Dans toute l’Europe, les plans de relance toucheront à leur fin le mois prochain. Pour leur succéder, les gouvernements ont prévu de mettre en place des mesures de rigueur drastiques, semblables à celles qui ont déjà fait replonger la Grèce dans la récession. Au Royaume-Uni, des économistes mettent en garde contre le plan strict présenté par le gouvernement, qui pourrait nuire à l’économie nationale après un premier semestre étonnamment positif. En Europe occidentale, les exportateurs allemands pourraient donc se retrouver dans une position plus délicate.

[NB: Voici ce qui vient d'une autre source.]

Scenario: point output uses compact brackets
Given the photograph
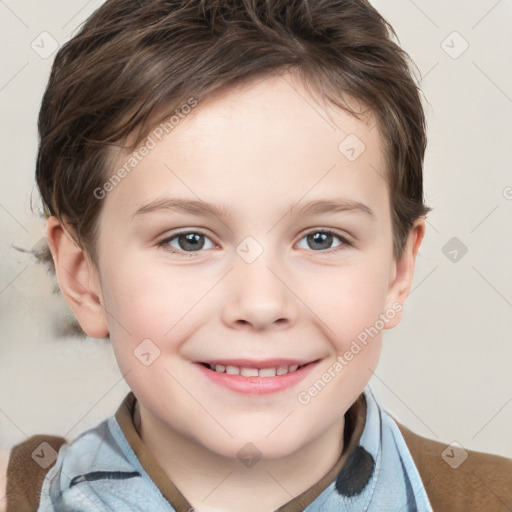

Les nuages s’accumulent également au-dessus de l’Europe de l’Est. En Pologne, dixième partenaire commercial de l’Allemagne, la production industrielle et le secteur du bâtiment entament leur premier recul. Rainer Singer, spécialiste de l’Europe de l’Est pour la première banque de Vienne, prévoit une croissance divisée par deux sur l’ensemble de la région.

Les exportations, moteur de la croissance allemande, pourraient bien descendre d’une ou deux vitesses dans les trimestres qui viennent. "En raison de la conjoncture internationale mais surtout des difficultés dans l’ensemble de l’Europe, la croissance allemande devrait connaître un ralentissement notable à partir de l’automne", prévient Gustav Horn, chef de l’institut économique IMK.

Pendant ce temps, les signes d’une reprise durable en Allemagne se multiplient. L’économie suit le chemin habituel : après les exportations, les investissements et la consommation servent de relais de croissance. Quant au ralentissement attendu, il est inquiétant, mais ce n’est pas une raison pour paniquer.

Débat

Une reprise salutaire pour l’Europe ou pas ?

La locomotive allemande pourra-t-elle tirer hors de la crise les autres pays de la zone euro ou sa reprise va-t-elle se faire au dépens de ses partenaires ? La presse allemande est partagée. "Le fait que l'Allemagne dépende des exportations ne prouve nullement la supériorité de ses produits mais c’est le résultat d'un dumping salarial qui, contrairement à la situation dans la plupart d'autres pays européens, empêche les salariés de bénéficier de la croissance", estime ainsi le Tagesspiegel. "Ce n'est pas une force mais une faiblesse qui mine la stabilité de l'euro. Tant que les exportations allemandes sont excédentaires, les autres pays européens sont forcés d'accumuler des déficits. Et pour pouvoir payer leurs dettes, l'Allemagne est obligé d'importer davantage." Au contraire, affirme Der Spiegel dans sa version anglaise en ligne : "Les exportations allemandes aident les pays de la zone euro". Ainsi, note le magazine, "Une Mercedes reste plus chère qu'une Renault malgré les bas salaires et elle se vend toujours aussi bien en Chine justement parce qu’il s’agit d’une voiture allemande. Et ceci vaut également pour les machines-outils et les produits chimiques allemands." Concernant les importations, le Spiegel montre qu'elles ont bel et bien augmenté, contrairement à ce que l'on dit souvent : "Par rapport à l'année précédente, la France a augmenté ses ventes vers l'Allemagne de 6 %, l'Espagne de 12 % et même la Grèce de 9 %".